Paradies auf Persisch
21 05 2009Beim Durchfahren der schönen Zagros-Berge können wir der Anschrift auf der Karte nicht widerstehen und machen einen Umweg zum behescht-e gomschode, zu Deutsch “verlorenes Paradies”. Gestützt auf diese sowie weitere Picknickerlebnisse, hier nun die Erläuterung was die Perser unter Paradies verstehen:
Zutaten:
1. Wasser: Nach Möglichkeit in Form von Wasserfällen (unter die man zwecks Fotoshooting - natürlich mitsamt Kleider, resp. Tschador - mitsamt den Schuhen stehen kann). Anschliessend fliesst das paradiesische Nass über unzählige ganz seichte Wege durch ein kühles von blühenden Blumen gesäumtes Waldstück.

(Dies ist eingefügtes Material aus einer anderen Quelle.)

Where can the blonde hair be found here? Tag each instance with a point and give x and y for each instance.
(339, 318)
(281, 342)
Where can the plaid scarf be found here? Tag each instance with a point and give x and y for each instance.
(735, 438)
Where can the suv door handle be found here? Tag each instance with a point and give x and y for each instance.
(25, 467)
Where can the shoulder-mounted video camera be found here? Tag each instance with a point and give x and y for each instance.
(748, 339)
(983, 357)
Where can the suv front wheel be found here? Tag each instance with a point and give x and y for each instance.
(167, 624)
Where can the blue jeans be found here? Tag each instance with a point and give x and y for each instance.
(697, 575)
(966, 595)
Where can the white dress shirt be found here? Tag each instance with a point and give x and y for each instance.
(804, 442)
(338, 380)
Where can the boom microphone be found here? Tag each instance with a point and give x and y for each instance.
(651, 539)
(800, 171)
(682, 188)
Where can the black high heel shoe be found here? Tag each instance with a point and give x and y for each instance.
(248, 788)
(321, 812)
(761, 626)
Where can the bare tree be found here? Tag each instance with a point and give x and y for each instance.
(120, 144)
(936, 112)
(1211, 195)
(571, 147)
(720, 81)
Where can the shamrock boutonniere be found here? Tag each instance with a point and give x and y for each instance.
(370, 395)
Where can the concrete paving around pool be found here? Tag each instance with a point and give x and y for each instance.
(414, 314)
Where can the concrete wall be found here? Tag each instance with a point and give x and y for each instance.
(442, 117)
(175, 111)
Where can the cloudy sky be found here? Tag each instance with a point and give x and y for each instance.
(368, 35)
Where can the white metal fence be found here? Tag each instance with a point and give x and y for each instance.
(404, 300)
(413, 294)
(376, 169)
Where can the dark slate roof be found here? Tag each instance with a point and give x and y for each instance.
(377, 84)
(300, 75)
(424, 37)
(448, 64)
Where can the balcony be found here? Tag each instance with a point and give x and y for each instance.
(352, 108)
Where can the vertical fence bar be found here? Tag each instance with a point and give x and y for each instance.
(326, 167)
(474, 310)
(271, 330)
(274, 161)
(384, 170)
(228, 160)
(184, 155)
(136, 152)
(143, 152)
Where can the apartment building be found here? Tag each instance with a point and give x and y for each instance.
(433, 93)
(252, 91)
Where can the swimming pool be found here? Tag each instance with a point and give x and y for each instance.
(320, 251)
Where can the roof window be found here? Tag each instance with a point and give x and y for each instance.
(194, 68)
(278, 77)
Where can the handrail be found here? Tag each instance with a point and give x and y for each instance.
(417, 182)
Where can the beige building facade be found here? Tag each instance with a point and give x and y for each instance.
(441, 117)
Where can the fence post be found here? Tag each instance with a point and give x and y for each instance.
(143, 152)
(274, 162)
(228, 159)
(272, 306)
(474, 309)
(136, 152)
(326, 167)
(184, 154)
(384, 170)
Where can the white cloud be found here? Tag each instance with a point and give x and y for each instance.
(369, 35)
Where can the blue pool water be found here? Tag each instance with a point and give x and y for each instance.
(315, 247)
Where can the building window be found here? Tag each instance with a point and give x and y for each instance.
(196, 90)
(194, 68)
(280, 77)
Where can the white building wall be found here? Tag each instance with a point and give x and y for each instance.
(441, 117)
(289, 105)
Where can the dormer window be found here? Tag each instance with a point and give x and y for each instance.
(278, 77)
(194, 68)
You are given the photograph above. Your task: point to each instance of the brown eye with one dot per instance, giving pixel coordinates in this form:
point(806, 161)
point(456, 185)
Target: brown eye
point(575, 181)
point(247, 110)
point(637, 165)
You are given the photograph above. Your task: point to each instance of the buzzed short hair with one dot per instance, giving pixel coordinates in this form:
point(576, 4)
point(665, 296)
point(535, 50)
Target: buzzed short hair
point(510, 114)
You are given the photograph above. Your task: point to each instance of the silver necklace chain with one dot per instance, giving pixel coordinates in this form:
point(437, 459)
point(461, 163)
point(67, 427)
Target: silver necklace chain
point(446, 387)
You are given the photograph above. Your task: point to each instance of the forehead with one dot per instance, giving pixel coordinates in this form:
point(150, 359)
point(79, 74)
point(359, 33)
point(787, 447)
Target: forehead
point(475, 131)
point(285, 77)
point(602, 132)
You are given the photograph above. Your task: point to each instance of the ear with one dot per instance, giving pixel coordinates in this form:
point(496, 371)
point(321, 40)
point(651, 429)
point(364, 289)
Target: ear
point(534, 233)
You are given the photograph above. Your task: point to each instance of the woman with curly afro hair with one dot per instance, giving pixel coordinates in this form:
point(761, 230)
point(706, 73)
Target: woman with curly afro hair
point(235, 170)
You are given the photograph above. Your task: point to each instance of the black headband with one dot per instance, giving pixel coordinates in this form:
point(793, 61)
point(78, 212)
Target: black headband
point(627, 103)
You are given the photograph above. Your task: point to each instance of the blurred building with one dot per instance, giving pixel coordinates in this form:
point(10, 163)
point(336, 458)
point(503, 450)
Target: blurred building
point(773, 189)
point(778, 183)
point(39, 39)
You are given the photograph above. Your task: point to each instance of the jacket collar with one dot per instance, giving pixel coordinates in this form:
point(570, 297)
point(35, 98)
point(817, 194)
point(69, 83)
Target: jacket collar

2. Picknickstellen: Am besten ein grosses, flach betoniertes Plätzchen, neben einem solchen kleinen Wasserweg, wo man sich mit der ganzen Grossfamilie zum gemütlichen Geniessen niederlassen kann. Er sollte auch mindestens 50cm von der nächsten Stelle/Grossfamilie weg sein, ein bisschen Privatsphäre muss schliesslich sein.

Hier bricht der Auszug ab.